Rallenta e si ferma di fianco alla stazione l’autobus proveniente da Orio al Serio. Alla folla dei viaggiatori in movimento – che cercano rapidi di raggiungere un treno, un taxi o l’accesso alla metropolitana – se ne mescola un’altra, che non ha fretta. Sono siriani, nord africani, Rom. Aspettano. Non hanno ancora una destinazione da raggiungere.

Le storie di Versoterra – ascoltate proprio di fianco al mare-Caronte che trasporta e uccide – si sovrappongono ai volti affaticati che affollano il piazzale della stazione, raccontandone i dolori, le incertezze, le prospettive strette. Penetrare a fondo in una narrazione, dopotutto, significa anche trasformarla in una lente per guardare il presente. Ed è questo forse l’obiettivo e il merito del progetto Versoterra che – ben al di là di ogni valutazione artistica – consegna allo spettatore la custodia di vite lontane per renderle filtro interpretativo dell’oggi. La migrazione albanese in Italia degli anni Novanta (Lireta), quella italiana in Svizzera degli anni ’70 e ’80 (Emigranti Espress) si rivelano trappole per l’empatia: la distanza è solo apparente, e lo spettatore si ritrova d’improvviso catapultato proprio in quel presente che si forzava di scordare. L’albanese Lireta rischia la morte su un gommone, stringendo forte sua figlia appena nata: ma quel piccolo corpo, miracolosamente incolume, rifrange per contrasto l’immagine-simbolo del bambino con la maglietta rossa fotografato senza vita sulla spiaggia di Bodrum. E quegli italiani umiliati con una visita medica al confine svizzero, cos’hanno di diverso dai giovani in fila ai Centri di Identificazione ed Espulsione?

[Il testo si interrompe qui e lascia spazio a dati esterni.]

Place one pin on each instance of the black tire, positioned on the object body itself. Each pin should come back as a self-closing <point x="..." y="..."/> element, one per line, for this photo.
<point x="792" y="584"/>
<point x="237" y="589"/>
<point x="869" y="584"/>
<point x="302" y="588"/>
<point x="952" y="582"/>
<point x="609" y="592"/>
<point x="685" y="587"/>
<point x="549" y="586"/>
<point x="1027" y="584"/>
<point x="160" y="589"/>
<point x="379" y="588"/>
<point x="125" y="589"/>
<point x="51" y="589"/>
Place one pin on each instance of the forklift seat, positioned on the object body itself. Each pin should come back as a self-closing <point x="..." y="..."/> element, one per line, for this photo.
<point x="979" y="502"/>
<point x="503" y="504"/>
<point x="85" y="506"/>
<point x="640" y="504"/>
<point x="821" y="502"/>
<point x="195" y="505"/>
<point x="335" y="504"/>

Ma interrogare il presente, guardarlo da vicino, porta necessariamente a ridefinire se stessi e la propria identità. Forse per questo, nell’ultimo giorno di Versoterra, Mario Perrotta si emoziona mentre dedica al suo Salento la puntata conclusiva di Emigranti Esprèss, misurando su se stesso le spinte contrastanti dello sradicamento e dell’appartenenza. Quell’ “odi et amo” – dedicato a una terra di contraddizioni e bellezze, di disoccupazione e mercato nero del lavoro, di ospitalità e paura dell’altro – ha molto da dire sulla nostra Europa di oggi. E anche sulla città operosa che accelera, attraverso il suo traffico nervoso, dalla Stazione Centrale verso la circovallazione.